Last week, the Obama administration announced that it had compromised on the ObamaCare requirement that religiously affiliated institutions would have to pay for health insurance that covers reproductive services. The Washington Post explained:
Under this proposal, objecting nonprofits will be allowed to offer employees a plan that does not cover contraceptives. Their health insurer will then automatically enroll employees in a separate individual policy, which only covers contraceptives, at no cost. This policy would stand apart from the employer's larger benefit package. The faith-based employer would not "have to contract, arrange, pay or refer for any contraceptive coverage to which they object on religious grounds."
In earlier my blogpost about this "compromise" I asked:
Is it really credible that health insurers won't simply boost the prices of their non-contraceptive policies to cover the "no-cost" contraception coverage? Does the Obama administration really think that believers can be that easily duped?
Post columnist Michael Gerson suggests today that the answer is no. He cites a succinct analysis from the conservative Ethics and Public Policy Center's Yuval Levin:
"The religious institutions are required by the government to give their workers an insurer, and that insurer is required by the government to give those workers abortive and contraceptive coverage, but somehow these religious employers are supposed to imagine that they're not giving their workers access to abortive and contraceptive coverage."

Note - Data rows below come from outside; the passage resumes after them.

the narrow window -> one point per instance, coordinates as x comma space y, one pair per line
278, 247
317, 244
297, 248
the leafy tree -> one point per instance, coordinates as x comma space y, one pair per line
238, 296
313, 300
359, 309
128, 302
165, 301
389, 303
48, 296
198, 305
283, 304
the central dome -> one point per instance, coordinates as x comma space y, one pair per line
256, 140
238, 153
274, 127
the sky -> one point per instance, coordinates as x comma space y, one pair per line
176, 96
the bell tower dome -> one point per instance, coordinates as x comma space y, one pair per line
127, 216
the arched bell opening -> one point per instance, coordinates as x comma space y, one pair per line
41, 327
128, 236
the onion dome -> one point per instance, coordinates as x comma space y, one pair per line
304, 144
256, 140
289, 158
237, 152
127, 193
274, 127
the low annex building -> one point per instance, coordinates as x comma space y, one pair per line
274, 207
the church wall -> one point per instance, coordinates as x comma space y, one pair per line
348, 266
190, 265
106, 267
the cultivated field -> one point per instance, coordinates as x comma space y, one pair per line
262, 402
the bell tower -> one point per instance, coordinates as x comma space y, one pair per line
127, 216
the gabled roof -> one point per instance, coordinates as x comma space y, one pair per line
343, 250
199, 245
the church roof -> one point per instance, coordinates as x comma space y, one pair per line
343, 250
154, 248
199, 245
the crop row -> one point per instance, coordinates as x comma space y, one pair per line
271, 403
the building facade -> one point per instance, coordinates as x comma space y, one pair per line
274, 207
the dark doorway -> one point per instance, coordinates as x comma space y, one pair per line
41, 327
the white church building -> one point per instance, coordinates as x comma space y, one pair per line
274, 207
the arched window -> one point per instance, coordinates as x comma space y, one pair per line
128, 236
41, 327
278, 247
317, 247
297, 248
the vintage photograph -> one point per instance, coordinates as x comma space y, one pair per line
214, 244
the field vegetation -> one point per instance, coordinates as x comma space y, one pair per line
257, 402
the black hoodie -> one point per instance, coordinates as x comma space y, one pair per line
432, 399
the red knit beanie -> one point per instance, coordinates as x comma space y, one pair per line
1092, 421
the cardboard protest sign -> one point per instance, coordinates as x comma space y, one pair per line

Yep. That's exactly what the Obama administration is offering. Gerson points to further limitations on even this alleged compromise:
The administration has still made no attempt to deal with the hard cases. Is it right to impose the mandate on a for-profit religious publisher? On a non-religious pro-life organization or a Catholic television station? On a family-owned business with a highly religious owner?
Good questions. As I pointed out in my May 2012 column, "Separating Church and State Money," a real compromise would be to change the tax code so that employers could hand over the money they spend on buying mandated one-size-fits all health insurance policies to each employee. Then individual employees would be able purchase whatever health insurance they think fits their needs, including policies that pay for whatever reproductive services they want.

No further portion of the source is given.